Of the Arms of the Parthians
It is a remarkable thing about the Parthians that their fighting was most deadly when they appeared to be running away. They would turn in full flight and loose their arrows backward with as much precision and force as they had when charging — perhaps more, for the pursuing enemy, flushed with the confidence of pursuit, was less guarded. The Romans, who prided themselves on standing firm and meeting the enemy face to face, found this manner of war peculiarly difficult to answer.
I find in this a useful lesson about the nature of effectiveness, which has no necessary connection with the appearance of virtue. We admire the soldier who holds his ground, who plants his feet and does not yield — and rightly, for there is beauty in that. But the soldier who retreats and kills as he retreats is no less dangerous, and may accomplish more. Our admiration for the handsome form of a thing sometimes blinds us to what the thing actually achieves.
“The Parthians thought it no shame to flee, and in fleeing to conquer — they made of retreat itself a weapon keener than any sword.”
War is a school in adaptation. The general who can only fight as he was taught to fight, in the conditions he expects, is already half defeated. Caesar’s greatness lay not only in his boldness but in his faculty of revision — he encountered a new difficulty and did not insist that it conform to his prior knowledge of difficulties. He read what was in front of him.

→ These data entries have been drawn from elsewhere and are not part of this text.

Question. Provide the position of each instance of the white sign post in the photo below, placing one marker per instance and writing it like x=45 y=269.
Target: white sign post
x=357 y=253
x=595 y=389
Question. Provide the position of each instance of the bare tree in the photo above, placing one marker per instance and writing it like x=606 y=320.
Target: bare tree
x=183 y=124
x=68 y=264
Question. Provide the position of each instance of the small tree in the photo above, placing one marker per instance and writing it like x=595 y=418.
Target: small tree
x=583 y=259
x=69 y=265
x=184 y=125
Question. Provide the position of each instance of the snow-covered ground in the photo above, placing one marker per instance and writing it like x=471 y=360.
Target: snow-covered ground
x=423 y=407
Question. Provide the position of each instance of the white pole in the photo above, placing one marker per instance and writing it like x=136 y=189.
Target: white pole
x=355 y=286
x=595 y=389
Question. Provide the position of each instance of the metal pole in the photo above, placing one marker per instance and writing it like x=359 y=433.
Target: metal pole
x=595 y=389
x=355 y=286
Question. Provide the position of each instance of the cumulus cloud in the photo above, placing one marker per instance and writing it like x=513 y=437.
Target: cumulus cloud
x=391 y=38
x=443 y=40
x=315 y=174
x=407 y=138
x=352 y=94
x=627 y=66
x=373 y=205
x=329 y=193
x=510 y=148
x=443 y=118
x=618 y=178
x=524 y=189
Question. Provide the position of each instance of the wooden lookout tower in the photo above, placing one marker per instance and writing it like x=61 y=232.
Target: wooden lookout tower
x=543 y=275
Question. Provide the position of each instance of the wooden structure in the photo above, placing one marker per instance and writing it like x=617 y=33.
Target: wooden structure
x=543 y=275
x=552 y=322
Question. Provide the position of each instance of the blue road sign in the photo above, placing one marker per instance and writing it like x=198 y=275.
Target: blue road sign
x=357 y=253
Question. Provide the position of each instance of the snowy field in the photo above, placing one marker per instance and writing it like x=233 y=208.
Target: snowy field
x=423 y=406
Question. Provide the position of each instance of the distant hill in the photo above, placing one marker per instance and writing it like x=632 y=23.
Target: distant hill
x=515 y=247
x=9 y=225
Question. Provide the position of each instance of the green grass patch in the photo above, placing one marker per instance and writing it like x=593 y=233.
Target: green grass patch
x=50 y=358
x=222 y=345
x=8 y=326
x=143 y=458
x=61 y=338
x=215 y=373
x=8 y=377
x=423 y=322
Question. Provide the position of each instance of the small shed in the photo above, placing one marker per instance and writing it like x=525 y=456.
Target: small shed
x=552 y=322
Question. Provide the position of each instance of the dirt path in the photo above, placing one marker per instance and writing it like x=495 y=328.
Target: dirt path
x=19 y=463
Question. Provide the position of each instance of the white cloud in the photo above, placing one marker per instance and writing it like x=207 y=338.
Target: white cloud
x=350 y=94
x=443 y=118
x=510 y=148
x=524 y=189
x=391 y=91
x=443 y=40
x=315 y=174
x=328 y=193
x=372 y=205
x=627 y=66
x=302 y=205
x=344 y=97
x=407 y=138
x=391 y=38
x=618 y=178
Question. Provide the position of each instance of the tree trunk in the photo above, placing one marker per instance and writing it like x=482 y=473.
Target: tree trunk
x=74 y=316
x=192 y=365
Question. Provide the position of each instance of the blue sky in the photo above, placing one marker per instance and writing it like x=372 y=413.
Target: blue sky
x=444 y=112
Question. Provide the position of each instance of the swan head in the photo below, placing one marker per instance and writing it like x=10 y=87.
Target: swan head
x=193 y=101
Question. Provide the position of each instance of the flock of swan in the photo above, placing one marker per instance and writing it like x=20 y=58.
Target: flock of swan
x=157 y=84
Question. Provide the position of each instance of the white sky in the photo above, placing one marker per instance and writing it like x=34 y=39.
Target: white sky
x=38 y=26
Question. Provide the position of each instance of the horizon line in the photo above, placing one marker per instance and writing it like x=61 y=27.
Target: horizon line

The same principle holds beyond war. In argument, in commerce, in all the contests of life, the man who can work obliquely, who can accomplish his purpose by apparently moving away from it, has a resource that the merely frontal attacker lacks. I do not say this recommends dishonesty — the Parthians were not dishonest, they were simply intelligently inconvenient to their enemies. There is a considerable difference between deception and the refusal to be predictable.